The XML source is a powerful SSIS source that can use a local or remote (via HTTP or UNC) XML file as the source. This source component is a bit different from the OLE DB Source in its configuration. First, you point to the XML file locally on your machine or at a UNC path. You can also point to a remote HTTP address for an XML file. This is useful for interaction with a vendor. This source is also very useful when used in conjunction with the Web Service Task or the XML Task. Once you point the data item to an XML file, you must generate an XSD (XML Schema Definition) file by clicking the Generate XSD button or point to an existing XSD file. The schema definition can also be an in-line XML file, so you don’t necessarily need an XSD file. Each of these cases may vary based on the XML that you’re trying to connect. The rest of the source resembles other sources; for example, you can filter the columns you don’t want to see down the chain.

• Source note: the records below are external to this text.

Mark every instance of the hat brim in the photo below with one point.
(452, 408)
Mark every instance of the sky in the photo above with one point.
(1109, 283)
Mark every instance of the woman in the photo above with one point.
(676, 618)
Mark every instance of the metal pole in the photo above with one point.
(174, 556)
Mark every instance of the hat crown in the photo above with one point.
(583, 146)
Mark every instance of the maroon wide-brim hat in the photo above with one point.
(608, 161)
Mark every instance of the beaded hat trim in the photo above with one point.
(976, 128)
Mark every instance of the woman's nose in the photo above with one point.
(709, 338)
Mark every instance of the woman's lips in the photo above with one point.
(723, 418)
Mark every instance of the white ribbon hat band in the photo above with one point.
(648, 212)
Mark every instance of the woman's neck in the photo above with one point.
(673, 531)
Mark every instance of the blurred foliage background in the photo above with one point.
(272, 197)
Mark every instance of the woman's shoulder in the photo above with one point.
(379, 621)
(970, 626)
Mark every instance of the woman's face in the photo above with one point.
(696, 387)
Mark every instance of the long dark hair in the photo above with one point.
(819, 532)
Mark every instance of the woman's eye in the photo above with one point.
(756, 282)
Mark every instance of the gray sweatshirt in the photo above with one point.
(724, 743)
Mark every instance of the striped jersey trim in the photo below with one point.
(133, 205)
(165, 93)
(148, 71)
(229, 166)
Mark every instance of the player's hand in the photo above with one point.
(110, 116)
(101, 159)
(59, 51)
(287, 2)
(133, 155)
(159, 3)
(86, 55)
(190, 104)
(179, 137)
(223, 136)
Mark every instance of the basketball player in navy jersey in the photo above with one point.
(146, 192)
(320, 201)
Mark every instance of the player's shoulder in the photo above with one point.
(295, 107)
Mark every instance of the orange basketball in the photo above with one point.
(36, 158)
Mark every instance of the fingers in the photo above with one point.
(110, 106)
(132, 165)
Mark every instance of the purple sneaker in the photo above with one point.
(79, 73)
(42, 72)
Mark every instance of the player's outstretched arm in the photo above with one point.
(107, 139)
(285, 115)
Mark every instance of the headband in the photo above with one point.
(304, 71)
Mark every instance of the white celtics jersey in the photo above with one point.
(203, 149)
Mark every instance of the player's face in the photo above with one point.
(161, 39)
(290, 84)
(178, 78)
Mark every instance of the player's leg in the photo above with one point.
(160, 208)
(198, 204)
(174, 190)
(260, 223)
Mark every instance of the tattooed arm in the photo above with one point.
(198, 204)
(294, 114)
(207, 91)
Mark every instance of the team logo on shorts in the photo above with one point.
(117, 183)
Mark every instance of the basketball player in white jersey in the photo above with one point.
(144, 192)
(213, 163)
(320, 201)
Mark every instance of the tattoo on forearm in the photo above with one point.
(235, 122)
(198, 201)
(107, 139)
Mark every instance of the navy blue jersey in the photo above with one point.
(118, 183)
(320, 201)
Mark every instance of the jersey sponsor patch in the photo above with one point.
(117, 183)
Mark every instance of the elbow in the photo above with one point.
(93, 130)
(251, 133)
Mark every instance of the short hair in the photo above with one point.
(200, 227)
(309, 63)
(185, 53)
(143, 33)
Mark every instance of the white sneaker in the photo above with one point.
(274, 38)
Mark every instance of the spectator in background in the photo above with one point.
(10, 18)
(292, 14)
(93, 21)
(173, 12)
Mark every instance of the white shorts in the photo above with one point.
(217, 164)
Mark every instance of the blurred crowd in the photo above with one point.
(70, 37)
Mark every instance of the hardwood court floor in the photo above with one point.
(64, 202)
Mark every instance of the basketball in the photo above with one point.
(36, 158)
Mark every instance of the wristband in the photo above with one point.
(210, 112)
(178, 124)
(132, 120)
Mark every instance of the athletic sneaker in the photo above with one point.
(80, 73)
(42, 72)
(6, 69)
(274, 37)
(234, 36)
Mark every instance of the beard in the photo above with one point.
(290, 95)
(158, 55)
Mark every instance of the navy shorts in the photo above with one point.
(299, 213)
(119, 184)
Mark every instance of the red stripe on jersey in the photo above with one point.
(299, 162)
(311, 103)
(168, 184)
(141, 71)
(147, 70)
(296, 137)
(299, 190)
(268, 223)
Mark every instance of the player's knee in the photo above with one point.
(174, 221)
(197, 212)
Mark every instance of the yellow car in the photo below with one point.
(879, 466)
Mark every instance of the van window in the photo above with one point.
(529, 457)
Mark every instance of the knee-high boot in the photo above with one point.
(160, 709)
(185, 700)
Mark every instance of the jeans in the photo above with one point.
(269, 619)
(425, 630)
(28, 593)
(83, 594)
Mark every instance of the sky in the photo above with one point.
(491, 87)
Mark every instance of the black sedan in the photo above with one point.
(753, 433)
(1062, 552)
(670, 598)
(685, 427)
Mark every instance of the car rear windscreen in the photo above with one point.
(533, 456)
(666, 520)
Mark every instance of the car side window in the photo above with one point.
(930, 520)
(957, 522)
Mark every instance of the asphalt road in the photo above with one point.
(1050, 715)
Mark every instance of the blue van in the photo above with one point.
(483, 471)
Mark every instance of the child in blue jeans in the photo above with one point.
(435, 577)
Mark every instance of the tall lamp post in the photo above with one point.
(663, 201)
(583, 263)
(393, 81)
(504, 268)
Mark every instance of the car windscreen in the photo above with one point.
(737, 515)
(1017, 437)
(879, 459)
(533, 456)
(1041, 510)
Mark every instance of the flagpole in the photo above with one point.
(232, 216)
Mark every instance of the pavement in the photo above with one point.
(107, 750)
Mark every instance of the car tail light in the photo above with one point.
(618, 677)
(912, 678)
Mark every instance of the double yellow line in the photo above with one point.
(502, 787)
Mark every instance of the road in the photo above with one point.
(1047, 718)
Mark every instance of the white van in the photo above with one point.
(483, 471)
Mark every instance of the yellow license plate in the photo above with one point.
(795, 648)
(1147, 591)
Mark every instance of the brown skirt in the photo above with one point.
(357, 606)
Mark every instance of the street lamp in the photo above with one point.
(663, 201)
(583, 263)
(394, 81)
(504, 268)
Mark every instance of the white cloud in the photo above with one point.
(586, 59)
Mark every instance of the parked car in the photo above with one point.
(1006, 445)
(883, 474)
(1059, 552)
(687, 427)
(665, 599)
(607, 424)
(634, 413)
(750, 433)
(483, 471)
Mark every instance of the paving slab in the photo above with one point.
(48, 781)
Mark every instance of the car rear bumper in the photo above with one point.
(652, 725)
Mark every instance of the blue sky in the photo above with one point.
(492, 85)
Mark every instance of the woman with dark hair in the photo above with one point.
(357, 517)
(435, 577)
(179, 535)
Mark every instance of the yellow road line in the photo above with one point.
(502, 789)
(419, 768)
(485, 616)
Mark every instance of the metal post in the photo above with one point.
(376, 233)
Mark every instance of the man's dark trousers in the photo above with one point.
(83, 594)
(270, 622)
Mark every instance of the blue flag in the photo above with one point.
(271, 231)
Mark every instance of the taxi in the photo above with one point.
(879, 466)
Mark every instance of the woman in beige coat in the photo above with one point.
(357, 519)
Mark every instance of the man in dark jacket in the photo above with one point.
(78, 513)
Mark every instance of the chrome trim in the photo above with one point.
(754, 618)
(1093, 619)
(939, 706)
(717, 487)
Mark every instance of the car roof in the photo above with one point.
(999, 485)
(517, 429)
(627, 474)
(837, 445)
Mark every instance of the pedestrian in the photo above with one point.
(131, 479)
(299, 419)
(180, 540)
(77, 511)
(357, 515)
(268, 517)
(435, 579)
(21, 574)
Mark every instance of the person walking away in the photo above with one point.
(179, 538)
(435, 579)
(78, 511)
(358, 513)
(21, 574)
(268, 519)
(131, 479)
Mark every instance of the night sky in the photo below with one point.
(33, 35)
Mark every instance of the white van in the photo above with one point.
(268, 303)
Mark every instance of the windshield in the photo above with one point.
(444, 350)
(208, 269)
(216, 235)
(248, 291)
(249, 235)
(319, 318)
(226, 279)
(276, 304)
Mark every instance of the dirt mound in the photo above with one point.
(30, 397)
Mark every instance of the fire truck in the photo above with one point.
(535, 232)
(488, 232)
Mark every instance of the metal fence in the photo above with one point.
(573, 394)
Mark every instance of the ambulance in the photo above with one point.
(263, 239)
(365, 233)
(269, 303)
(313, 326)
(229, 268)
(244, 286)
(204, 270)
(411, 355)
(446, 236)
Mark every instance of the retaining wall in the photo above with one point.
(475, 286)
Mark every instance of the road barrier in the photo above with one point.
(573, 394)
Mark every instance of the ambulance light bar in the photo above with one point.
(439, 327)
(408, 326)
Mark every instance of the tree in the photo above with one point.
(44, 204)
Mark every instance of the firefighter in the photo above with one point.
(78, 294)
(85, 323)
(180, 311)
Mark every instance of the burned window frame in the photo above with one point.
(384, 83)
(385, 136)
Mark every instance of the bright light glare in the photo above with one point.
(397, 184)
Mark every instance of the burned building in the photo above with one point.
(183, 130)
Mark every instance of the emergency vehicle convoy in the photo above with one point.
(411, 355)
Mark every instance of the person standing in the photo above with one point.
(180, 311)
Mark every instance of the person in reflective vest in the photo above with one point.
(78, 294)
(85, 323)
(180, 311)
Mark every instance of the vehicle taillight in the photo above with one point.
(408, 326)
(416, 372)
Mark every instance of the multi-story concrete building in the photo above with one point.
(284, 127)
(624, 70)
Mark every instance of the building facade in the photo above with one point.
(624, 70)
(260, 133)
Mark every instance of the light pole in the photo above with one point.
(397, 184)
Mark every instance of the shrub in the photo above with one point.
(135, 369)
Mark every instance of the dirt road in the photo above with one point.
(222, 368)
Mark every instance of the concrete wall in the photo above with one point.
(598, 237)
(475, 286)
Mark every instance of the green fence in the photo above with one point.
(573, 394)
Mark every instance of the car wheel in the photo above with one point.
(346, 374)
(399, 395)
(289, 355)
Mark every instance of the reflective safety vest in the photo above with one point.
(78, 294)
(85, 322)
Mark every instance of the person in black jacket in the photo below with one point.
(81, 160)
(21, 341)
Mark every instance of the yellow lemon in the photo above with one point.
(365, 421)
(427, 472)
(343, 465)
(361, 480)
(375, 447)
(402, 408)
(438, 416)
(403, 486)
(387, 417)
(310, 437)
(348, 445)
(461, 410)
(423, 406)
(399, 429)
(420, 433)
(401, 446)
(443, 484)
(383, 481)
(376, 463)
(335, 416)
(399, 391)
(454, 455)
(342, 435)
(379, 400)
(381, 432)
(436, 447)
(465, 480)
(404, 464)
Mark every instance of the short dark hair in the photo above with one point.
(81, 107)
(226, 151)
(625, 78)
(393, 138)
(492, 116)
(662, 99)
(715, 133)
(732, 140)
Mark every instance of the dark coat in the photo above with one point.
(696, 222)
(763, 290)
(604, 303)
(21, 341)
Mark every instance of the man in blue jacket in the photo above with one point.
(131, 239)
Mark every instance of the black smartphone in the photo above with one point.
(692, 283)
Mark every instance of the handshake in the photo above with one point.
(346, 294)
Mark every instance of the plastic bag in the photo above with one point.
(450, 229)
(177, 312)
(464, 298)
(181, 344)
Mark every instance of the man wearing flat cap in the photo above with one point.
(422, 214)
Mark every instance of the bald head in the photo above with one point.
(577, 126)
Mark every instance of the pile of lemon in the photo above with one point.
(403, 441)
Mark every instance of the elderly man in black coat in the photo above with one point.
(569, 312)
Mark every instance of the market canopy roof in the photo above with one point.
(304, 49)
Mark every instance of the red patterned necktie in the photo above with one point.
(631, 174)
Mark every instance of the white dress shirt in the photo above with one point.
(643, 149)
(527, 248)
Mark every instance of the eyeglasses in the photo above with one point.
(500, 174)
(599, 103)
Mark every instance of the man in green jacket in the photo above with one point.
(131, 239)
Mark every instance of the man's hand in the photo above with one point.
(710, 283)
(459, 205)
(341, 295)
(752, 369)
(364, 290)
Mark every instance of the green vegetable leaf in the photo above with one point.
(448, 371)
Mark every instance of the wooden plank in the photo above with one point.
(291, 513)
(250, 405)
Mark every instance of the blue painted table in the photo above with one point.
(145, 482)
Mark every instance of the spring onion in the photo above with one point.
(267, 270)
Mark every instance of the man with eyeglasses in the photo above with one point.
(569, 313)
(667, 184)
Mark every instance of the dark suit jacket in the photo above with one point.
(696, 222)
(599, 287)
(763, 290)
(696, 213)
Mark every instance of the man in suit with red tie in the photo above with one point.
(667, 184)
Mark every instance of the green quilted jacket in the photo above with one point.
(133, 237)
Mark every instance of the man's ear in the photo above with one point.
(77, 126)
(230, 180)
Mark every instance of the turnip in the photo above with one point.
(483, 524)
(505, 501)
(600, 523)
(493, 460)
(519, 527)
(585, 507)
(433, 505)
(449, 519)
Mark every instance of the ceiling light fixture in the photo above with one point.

The ADO.NET Source enables you to make a .NET provider a source and make it available for consumption inside the package. The source uses an ADO.NET Connection Manager to connect to the provider. The Data Flow is based on OLE DB, so for best performance, using the OLE DB Source is preferred. However, some providers might require that you use the ADO.NET source. Its interface is identical in appearance to the OLE DB Source, but it does require an ADO.NET Connection Manager.